November, A Poem By Helen Hunt Jackson

November, Helen Hunt Jackson, Poet Helen Hunt Jackson
Image Credit: mypoeticside.com

Helen Hunt Jackson was born in Amherst, Massachussetts, in 1830. She published five collections of poetry during her lifetime and was inducted into the Colorado Women’s Hall of Fame in 1985. She died in 1885.

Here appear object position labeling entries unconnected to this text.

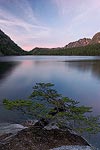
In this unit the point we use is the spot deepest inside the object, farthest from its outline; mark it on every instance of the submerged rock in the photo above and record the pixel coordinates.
(37, 138)
(73, 148)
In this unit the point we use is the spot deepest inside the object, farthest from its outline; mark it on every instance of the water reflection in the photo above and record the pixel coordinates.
(92, 66)
(75, 78)
(6, 68)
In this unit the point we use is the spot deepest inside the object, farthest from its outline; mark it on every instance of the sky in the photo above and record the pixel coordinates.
(49, 23)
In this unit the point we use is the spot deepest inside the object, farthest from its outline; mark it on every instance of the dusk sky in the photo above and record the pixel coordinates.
(49, 23)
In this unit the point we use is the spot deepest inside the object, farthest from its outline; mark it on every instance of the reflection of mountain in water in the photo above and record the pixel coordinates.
(90, 65)
(6, 68)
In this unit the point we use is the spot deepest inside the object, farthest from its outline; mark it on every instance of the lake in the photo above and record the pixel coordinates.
(77, 77)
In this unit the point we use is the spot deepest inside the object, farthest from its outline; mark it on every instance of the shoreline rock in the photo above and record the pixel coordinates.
(37, 138)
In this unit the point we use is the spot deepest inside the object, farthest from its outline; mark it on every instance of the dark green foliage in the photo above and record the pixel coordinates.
(46, 104)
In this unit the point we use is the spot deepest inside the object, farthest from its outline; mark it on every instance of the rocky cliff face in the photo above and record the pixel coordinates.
(79, 43)
(8, 47)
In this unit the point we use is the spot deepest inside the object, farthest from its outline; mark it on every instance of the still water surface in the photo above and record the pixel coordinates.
(77, 77)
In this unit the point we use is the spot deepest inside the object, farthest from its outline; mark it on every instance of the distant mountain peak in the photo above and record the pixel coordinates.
(79, 43)
(9, 47)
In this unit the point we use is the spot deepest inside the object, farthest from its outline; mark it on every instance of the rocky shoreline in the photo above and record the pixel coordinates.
(38, 138)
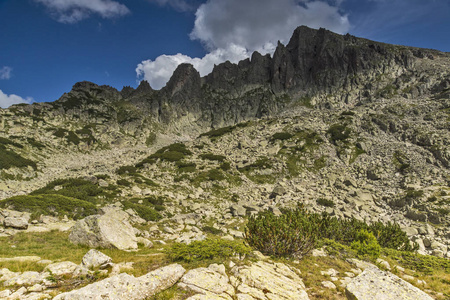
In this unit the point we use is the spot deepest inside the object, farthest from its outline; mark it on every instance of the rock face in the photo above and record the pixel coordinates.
(95, 259)
(374, 284)
(110, 230)
(127, 287)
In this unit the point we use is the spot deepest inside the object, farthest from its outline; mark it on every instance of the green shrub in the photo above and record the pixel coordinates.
(261, 163)
(225, 166)
(73, 187)
(186, 167)
(172, 153)
(296, 232)
(123, 182)
(366, 244)
(207, 249)
(281, 136)
(54, 205)
(325, 202)
(291, 234)
(212, 230)
(126, 169)
(145, 212)
(218, 132)
(210, 156)
(9, 159)
(5, 141)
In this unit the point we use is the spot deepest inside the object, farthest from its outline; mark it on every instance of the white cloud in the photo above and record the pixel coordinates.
(5, 72)
(180, 5)
(234, 29)
(159, 71)
(8, 100)
(72, 11)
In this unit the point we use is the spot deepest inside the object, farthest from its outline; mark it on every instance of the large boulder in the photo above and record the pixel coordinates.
(128, 287)
(111, 230)
(374, 284)
(16, 222)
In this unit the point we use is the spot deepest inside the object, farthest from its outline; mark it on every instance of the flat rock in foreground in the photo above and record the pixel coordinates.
(374, 284)
(128, 287)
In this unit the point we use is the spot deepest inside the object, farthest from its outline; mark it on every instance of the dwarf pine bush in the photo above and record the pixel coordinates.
(296, 232)
(366, 244)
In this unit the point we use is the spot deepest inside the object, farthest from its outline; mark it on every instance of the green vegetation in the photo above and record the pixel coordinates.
(338, 132)
(9, 159)
(126, 169)
(171, 153)
(213, 157)
(186, 167)
(325, 202)
(281, 136)
(366, 244)
(296, 232)
(5, 141)
(401, 162)
(76, 188)
(207, 249)
(144, 211)
(215, 133)
(51, 204)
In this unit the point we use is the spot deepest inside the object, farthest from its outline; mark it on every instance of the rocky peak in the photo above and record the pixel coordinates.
(185, 80)
(144, 87)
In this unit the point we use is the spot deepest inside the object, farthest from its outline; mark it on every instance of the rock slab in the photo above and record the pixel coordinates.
(128, 287)
(374, 284)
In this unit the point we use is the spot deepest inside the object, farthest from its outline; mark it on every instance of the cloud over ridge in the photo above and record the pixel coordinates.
(73, 11)
(8, 100)
(232, 30)
(5, 73)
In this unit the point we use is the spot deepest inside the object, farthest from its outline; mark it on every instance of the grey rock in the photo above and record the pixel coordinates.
(95, 259)
(16, 222)
(105, 231)
(128, 287)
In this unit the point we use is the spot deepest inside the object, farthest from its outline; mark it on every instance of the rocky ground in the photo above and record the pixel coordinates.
(361, 133)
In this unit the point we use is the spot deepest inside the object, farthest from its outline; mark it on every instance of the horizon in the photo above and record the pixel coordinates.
(51, 44)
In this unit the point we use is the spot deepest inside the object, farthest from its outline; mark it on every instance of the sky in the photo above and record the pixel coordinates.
(46, 46)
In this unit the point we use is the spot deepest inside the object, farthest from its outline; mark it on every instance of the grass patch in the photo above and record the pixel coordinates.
(207, 250)
(213, 157)
(144, 211)
(281, 136)
(54, 205)
(9, 159)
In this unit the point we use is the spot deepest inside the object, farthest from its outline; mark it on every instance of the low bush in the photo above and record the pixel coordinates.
(51, 204)
(172, 153)
(212, 230)
(366, 244)
(126, 169)
(207, 249)
(338, 132)
(296, 232)
(144, 211)
(291, 234)
(9, 159)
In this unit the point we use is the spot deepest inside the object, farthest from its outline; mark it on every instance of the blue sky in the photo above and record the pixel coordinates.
(46, 46)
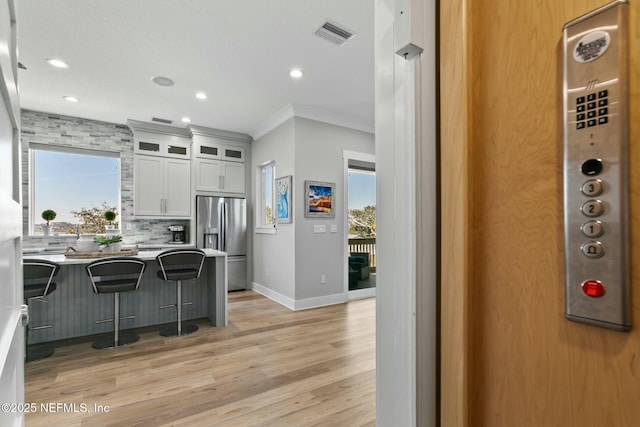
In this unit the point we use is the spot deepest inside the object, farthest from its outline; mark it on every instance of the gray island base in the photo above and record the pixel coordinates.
(73, 309)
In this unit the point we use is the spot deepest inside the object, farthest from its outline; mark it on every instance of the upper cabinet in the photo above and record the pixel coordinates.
(219, 161)
(161, 171)
(172, 165)
(173, 146)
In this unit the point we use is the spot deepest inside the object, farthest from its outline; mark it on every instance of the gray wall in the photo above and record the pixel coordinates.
(319, 148)
(54, 129)
(296, 256)
(275, 252)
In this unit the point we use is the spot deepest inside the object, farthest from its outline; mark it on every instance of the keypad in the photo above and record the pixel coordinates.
(595, 105)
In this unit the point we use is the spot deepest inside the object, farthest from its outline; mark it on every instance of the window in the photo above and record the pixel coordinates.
(265, 214)
(72, 182)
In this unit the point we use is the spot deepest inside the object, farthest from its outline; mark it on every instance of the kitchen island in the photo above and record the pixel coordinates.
(73, 309)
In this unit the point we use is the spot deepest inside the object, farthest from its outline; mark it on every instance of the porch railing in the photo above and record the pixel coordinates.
(365, 244)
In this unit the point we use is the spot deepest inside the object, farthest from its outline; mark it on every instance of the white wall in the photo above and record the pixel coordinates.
(275, 252)
(296, 256)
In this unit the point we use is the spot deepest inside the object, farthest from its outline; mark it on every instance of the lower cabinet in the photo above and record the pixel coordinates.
(162, 187)
(220, 176)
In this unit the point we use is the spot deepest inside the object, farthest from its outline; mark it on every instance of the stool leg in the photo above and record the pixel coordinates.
(116, 318)
(34, 354)
(179, 329)
(117, 339)
(179, 305)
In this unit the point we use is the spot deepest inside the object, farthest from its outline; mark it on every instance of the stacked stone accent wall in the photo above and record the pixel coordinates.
(54, 129)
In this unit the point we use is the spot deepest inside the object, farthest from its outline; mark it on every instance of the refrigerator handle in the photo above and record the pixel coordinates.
(226, 224)
(221, 227)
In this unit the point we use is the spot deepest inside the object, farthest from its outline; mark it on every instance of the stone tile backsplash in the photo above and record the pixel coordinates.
(54, 129)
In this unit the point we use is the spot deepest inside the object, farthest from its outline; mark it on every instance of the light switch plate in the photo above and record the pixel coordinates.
(319, 228)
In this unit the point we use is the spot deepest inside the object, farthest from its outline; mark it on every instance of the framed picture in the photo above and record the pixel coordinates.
(320, 199)
(284, 202)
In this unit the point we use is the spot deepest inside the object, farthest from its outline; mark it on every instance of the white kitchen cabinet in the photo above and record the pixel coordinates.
(151, 144)
(219, 176)
(162, 187)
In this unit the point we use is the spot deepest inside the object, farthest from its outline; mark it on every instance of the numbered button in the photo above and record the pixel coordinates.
(592, 188)
(592, 208)
(592, 229)
(592, 249)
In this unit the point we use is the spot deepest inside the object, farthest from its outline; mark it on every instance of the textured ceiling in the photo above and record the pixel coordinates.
(237, 51)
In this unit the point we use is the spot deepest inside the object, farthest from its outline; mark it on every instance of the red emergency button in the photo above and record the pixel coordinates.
(593, 288)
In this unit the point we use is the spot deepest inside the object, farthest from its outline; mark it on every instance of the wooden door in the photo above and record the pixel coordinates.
(508, 355)
(11, 327)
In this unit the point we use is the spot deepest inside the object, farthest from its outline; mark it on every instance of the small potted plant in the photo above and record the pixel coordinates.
(109, 216)
(48, 215)
(110, 243)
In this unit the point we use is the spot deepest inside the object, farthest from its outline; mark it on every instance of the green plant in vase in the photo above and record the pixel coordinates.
(110, 243)
(109, 215)
(48, 215)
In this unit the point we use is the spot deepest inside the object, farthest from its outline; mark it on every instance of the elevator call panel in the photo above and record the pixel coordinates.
(596, 182)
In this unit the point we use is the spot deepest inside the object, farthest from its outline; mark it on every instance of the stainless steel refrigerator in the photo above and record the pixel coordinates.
(221, 223)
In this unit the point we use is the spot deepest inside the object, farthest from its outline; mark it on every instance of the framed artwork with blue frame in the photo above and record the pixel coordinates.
(284, 201)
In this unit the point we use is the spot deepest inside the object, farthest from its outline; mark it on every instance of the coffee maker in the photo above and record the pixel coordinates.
(178, 234)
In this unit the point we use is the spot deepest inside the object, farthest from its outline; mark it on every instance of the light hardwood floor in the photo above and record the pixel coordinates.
(269, 367)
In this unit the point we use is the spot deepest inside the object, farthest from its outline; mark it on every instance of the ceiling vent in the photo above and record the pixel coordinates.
(158, 120)
(334, 33)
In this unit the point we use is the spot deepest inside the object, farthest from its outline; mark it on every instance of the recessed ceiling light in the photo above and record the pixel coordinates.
(162, 81)
(57, 63)
(296, 73)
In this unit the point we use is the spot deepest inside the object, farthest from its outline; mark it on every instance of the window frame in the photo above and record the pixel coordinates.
(261, 226)
(33, 147)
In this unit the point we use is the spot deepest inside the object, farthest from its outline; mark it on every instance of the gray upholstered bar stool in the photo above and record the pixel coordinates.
(38, 282)
(112, 276)
(177, 265)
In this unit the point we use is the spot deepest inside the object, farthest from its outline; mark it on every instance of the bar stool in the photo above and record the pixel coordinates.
(177, 265)
(111, 276)
(38, 282)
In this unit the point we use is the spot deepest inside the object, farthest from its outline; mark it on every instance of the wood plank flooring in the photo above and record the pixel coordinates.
(269, 367)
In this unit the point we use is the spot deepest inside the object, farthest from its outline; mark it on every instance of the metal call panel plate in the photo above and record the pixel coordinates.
(596, 122)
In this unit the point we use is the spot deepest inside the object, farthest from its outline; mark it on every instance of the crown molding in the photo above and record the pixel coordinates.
(312, 113)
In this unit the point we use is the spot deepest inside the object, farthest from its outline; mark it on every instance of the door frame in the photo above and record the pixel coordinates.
(12, 311)
(346, 156)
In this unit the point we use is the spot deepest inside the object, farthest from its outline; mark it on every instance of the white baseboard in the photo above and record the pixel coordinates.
(296, 305)
(273, 295)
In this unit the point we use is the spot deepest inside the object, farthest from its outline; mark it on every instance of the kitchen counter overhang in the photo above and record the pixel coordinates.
(73, 309)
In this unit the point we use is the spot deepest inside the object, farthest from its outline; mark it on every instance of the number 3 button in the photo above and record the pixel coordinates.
(592, 188)
(592, 208)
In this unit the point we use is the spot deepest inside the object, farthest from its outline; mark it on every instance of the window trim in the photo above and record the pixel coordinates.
(62, 149)
(260, 227)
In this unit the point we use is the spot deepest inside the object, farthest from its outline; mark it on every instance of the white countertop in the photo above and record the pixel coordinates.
(145, 255)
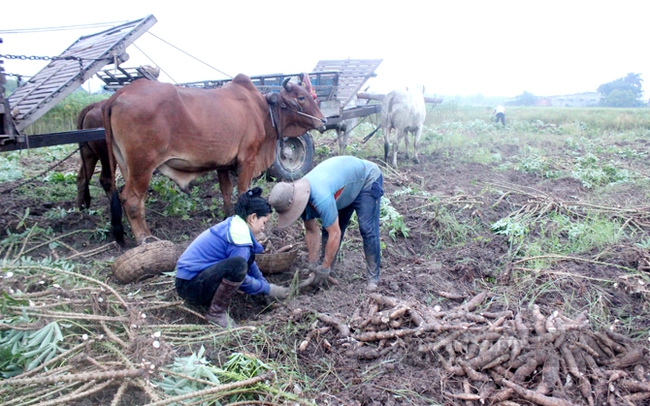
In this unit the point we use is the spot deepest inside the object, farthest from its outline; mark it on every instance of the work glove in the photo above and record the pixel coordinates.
(278, 292)
(320, 276)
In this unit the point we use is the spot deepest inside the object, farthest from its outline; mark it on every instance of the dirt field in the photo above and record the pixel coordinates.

This poem was originally published in Jackson’s A Calendar of Sonnets (Roberts Brothers Publishers, 1891).

November
By Helen Hunt Jackson


This is the treacherous month when autumn days
With summer’s voice come bearing summer’s gifts.
Beguiled, the pale down-trodden aster lifts
Her head and blooms again. The soft, warm haze
Makes moist once more the sere and dusty ways,
And, creeping through where dead leaves lie in drifts,
The violet returns. Snow noiseless sifts
Ere night, an icy shroud, which morning’s rays
Will idly shine upon and slowly melt,
Too late to bid the violet live again.
The treachery, at last, too late, is plain;
Bare are the places where the sweet flowers dwelt.
What joy sufficient hath November felt?
What profit from the violet’s day of pain?


* This poem by Helen Hunt Jackson is found in public domain.